Douglas Farm

NJ Honey and Bees


Italian – (Apis mellifera ligustica)
Italian honey bees were brought to the U.S. in 1859. They quickly became the favored bee stock in this country and remain so to this day. Known for their extended periods of brood rearing, Italian bees can build colony populations in the spring and maintain them for the entire summer. They are less defensive and less prone to disease than their German coun­terparts, and they are excellent honey producers. They also are very lightly colored, ranging from a light leather hue to an almost lemon yellow, a trait that is highly coveted by many bee­keepers for its aesthetic appeal.

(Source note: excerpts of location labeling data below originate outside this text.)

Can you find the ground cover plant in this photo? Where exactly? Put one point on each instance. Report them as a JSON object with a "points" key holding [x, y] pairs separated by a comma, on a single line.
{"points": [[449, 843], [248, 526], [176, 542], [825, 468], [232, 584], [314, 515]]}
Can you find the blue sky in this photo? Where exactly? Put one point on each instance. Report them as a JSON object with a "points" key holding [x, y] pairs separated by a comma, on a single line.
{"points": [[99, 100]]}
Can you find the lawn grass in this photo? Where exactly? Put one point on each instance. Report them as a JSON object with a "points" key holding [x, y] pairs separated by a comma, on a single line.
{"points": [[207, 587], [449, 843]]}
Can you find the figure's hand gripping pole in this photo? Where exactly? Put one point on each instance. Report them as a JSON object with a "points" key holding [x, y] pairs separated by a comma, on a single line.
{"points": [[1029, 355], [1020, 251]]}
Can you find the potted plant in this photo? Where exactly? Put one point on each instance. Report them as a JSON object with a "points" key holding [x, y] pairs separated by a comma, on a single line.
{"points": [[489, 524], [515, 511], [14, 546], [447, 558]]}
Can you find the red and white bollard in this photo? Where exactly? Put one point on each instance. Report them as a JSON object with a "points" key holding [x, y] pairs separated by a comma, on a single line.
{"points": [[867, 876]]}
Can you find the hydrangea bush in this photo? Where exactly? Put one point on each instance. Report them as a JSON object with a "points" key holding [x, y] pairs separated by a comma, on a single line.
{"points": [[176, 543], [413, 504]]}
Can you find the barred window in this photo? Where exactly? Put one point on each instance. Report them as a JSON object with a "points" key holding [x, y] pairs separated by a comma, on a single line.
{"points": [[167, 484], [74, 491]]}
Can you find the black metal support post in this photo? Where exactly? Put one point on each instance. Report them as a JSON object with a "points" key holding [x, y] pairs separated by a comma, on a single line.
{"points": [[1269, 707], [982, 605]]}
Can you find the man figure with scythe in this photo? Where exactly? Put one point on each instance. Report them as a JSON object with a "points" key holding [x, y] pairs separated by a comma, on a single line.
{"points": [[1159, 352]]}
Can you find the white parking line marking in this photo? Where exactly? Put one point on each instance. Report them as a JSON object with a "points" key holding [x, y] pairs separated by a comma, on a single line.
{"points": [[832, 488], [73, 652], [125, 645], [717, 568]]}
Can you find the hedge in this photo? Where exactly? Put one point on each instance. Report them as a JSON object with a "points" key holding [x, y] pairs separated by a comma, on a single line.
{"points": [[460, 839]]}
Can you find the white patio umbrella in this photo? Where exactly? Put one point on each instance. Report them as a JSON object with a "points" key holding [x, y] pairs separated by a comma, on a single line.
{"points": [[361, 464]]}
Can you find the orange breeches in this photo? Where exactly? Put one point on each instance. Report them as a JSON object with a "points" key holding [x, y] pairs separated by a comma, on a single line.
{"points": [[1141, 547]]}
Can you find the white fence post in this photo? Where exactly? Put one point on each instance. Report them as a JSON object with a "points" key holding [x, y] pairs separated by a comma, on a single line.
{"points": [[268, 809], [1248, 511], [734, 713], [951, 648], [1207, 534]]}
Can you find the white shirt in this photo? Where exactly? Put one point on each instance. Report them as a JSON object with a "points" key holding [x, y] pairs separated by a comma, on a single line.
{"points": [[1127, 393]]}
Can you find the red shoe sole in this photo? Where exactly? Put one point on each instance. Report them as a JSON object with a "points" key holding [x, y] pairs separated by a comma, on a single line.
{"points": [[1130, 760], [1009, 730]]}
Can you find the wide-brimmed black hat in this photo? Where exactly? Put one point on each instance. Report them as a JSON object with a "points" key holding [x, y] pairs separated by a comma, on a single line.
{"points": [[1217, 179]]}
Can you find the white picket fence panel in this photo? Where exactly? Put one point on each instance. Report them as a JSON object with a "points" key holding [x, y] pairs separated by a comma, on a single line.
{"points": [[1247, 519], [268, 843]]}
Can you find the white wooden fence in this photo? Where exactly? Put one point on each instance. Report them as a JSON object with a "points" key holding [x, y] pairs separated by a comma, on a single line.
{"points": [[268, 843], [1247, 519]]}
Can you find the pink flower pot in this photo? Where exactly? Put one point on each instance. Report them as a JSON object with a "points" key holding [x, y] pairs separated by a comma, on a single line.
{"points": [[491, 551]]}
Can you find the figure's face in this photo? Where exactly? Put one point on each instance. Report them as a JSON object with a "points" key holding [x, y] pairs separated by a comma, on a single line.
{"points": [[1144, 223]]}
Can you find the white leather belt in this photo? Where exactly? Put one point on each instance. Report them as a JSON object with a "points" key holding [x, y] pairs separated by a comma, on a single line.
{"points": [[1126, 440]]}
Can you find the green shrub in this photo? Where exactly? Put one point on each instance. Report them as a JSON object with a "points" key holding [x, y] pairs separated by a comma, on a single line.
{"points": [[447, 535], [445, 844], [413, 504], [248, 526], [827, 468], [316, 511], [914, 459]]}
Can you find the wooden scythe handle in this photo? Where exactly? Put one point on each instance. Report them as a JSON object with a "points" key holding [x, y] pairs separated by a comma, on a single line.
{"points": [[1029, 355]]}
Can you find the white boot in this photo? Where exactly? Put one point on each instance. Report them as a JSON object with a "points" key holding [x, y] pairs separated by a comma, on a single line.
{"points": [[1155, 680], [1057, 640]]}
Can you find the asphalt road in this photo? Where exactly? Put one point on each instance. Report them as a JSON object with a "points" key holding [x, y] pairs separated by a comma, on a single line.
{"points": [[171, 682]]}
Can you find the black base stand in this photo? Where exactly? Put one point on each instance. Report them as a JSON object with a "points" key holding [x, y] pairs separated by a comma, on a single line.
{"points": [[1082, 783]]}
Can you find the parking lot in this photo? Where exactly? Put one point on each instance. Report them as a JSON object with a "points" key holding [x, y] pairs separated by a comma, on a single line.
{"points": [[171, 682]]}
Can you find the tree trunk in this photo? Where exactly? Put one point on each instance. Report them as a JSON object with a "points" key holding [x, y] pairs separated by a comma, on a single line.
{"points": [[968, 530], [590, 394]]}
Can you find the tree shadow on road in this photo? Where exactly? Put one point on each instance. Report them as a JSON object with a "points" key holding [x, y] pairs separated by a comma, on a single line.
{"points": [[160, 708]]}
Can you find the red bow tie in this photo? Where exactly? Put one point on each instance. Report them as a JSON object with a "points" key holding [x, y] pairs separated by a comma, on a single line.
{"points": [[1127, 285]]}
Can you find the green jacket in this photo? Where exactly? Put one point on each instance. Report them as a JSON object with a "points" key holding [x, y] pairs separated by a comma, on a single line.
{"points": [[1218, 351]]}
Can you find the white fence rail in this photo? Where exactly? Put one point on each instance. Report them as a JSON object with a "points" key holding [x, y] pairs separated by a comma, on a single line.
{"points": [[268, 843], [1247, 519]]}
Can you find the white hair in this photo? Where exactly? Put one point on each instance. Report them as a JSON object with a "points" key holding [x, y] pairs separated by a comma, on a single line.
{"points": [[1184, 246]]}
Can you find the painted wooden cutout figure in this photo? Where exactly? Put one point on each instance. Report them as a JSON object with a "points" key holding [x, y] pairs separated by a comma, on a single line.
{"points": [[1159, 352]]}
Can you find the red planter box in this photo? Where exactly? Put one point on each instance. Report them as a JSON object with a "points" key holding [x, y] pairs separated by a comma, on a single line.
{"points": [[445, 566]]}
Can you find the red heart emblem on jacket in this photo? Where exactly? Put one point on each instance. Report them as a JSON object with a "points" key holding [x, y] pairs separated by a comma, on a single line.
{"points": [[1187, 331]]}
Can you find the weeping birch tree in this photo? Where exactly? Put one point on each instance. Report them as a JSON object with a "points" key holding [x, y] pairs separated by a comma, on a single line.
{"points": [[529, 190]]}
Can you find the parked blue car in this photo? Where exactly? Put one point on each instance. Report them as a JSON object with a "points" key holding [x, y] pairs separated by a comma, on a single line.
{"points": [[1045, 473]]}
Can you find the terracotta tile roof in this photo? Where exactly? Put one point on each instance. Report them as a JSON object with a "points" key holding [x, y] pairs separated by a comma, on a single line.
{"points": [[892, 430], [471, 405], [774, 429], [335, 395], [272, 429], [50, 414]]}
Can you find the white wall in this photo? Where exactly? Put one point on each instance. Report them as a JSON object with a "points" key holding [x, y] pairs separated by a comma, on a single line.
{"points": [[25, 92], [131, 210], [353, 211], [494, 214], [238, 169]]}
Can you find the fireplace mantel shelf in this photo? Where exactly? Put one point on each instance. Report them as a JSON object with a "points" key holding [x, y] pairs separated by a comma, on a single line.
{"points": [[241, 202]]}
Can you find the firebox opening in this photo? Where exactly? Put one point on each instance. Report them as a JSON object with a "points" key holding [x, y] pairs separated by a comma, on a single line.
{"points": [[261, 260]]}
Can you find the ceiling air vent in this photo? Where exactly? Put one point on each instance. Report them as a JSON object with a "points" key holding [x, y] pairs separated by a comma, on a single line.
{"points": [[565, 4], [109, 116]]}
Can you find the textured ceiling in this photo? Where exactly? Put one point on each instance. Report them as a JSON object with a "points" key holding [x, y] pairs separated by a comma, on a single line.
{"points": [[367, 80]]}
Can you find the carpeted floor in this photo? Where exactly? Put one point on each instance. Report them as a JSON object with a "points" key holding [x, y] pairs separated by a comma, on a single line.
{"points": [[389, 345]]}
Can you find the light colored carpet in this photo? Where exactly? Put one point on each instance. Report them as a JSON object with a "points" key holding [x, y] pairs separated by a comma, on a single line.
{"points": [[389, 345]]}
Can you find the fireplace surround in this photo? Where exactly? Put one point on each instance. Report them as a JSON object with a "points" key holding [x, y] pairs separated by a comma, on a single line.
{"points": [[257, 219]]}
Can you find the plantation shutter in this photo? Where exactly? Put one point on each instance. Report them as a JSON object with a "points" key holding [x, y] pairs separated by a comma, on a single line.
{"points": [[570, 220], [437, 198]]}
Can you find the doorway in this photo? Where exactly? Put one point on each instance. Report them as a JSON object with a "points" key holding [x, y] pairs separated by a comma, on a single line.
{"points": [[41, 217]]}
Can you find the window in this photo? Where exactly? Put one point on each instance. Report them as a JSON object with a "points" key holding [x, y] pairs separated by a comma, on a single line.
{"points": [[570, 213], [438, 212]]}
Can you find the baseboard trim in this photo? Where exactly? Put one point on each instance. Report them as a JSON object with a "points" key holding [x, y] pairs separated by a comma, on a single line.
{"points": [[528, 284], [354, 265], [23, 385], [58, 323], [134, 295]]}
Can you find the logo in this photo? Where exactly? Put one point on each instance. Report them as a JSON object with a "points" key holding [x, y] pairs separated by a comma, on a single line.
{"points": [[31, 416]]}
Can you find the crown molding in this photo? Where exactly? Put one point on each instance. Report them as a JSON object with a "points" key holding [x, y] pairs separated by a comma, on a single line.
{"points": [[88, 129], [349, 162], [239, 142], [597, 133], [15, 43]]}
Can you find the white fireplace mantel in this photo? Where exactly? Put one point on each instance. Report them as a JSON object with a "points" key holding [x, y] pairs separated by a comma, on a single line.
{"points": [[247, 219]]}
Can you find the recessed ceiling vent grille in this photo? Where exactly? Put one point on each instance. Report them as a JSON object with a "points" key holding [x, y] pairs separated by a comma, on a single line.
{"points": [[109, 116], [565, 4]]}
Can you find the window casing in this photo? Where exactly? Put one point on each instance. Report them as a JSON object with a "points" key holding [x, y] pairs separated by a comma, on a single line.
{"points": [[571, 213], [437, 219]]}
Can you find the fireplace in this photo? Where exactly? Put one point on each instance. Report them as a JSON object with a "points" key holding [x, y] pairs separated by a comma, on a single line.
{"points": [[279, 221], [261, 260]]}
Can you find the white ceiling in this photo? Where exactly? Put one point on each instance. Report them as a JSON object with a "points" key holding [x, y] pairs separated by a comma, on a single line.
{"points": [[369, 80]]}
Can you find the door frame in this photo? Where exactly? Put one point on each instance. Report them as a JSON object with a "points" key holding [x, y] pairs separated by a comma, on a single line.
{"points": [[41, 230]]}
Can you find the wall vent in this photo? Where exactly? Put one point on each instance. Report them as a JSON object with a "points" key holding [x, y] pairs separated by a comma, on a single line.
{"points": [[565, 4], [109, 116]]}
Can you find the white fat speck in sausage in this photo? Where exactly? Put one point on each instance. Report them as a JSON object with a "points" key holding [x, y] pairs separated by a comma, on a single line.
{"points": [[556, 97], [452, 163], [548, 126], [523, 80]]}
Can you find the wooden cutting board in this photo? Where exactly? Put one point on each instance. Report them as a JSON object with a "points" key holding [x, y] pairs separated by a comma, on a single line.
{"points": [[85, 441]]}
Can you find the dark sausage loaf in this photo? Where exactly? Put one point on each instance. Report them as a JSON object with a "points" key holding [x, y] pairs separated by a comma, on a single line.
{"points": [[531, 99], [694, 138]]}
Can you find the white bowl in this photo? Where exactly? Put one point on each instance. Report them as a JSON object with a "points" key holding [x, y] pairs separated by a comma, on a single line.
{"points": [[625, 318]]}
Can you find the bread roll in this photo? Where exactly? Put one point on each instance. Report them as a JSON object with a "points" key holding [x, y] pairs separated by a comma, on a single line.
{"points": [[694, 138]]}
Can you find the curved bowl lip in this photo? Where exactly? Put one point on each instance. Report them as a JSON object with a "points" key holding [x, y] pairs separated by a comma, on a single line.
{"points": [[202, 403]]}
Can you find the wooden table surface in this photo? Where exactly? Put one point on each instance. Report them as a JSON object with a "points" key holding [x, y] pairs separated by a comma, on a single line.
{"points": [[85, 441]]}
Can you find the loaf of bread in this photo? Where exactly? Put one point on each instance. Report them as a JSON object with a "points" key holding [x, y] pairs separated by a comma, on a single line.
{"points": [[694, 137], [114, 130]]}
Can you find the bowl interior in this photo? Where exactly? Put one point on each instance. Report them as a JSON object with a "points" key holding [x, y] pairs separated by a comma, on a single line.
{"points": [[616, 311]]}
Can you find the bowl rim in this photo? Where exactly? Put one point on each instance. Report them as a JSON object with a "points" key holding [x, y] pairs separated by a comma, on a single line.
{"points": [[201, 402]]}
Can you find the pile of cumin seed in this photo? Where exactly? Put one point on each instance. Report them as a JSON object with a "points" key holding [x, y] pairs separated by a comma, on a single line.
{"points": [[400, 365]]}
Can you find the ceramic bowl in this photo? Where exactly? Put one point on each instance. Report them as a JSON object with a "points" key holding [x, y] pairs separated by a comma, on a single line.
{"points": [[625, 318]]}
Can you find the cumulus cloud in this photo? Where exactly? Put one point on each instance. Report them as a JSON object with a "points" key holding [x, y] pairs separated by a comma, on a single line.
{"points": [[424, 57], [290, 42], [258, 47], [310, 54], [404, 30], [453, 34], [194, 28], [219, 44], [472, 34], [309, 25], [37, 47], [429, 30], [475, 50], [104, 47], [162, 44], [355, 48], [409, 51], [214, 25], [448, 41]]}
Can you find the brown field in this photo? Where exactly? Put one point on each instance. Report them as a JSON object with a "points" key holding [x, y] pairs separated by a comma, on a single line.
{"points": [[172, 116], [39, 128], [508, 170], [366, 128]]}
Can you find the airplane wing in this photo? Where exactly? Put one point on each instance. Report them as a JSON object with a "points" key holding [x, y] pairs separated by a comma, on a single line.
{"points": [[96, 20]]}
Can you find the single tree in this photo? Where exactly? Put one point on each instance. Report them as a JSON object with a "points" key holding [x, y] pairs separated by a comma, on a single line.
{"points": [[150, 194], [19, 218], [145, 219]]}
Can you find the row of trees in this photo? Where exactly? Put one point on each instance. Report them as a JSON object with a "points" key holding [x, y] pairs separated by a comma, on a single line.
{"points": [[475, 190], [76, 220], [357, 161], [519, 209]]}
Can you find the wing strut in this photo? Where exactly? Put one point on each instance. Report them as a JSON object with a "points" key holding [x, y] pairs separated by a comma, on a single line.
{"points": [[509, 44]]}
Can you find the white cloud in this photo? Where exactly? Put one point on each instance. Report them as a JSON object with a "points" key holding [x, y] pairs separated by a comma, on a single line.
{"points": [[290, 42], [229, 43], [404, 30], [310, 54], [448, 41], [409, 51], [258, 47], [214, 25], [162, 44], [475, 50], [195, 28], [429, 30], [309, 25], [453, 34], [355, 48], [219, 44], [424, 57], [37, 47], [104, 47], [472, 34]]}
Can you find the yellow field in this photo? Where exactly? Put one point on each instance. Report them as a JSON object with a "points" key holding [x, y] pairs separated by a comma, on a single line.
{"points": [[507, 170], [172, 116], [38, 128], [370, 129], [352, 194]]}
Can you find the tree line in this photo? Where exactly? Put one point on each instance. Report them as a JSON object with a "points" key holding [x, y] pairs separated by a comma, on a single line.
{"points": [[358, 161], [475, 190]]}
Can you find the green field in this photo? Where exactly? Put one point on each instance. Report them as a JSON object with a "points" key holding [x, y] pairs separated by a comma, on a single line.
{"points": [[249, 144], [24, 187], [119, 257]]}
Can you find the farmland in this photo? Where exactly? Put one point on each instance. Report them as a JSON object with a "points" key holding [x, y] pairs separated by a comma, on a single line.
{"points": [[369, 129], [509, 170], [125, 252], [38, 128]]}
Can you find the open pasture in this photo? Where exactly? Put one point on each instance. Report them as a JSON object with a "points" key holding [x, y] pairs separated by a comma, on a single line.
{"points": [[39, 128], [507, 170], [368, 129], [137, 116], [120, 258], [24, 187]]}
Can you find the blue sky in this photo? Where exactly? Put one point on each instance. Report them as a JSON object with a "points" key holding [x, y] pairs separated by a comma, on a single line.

Despite their popularity, Italian bees have some drawbacks. First, because of their prolonged brood rear­ing, they may consume surplus honey in the hive if supers (removable upper sections where honey is stored) are not removed immediately after the honey flow stops. Second, they frequently rob the honey stores of weaker or dead neigh­boring colonies. This behavior may pose problems for Italian beekeepers who work their colonies during times of nectar dearth, and it may cause the rapid spread of transmittable diseases among hives. (NCSU) Lastly, due to their popularity and wild mating, Italians in the US today are mutt cousins to their 1859 ancestors.

Color: Abdomen has brown and yellow bands. Among different strains of Italian bees there are three different colors: Leather; bright yellow (golden); and very pale yellow (Cordovan).
Size: The bodies are smaller and their overhairs shorter than those of the darker honeybee races
Tongue length: 6.3 to 6.6 mm
Mean Cubital index: 2.2 to 2.5

Most bees sold throughout the US fall under the 'Italian' name. Its genetics and appearance can vary greatly.

Our Italian's Lineage

2003 - We start 2 hives with packages

2005 - We start 2 more hives with nucs from Stiles Apiary

2006-2008 - We expand to 18 hives: 8 come from nucs is PA, 8 are splits, 2 are requeens

2008 - Looking to have better over wintering, we consider breeding a few of our own hives.

2009 - We offer for sale our first few queens raised from our NJ wintered stock.

2010 - Brian attends University of MN Queen Rearing, and returns home with 5 queen cells. 5 Queens are mated to NJ over wintered hives. They are potential queen mothers for the next season. Brian attends EAS breeding workshops, including artificial insemination and 'DNA geography testing'.

2011 - Queens will be sourced: daughters to Dr. Joe Latshaw's breeder queens, and another breeder of MN Queens. If all goes well for these queens they will be introduced into the breeding program next year.

Our Cordovan Lineage

2009 - 2011 We source queens from three Cordovan breeders. Our queen mothers are the lightest in color from these queens. AI may be used soon to enhance the light color genetics.

Cordovan Italian


Cordovan (Italian Subspecies) - (Apis mellifera ligustica)

This bee is a rare type of Italian bee that has a very eye catching light yellow color. The cordovan color variation does not constitute a different race. This color variation changes all the normally black body parts of the be to a distictive reddish brown color. All three castes are affected. The queen's abdomen is yellow through to the very tip. The workers and drones have brown bands instead of black. Worker eyes seem smaller as the hair around them changes from black to blond.

The single recessive gene that determines the cordovan color, works on the same principle that blue and brown eye operates in people. Cordovan color being a resesive gene will quickly show Africanization by reverting the lightness back to black.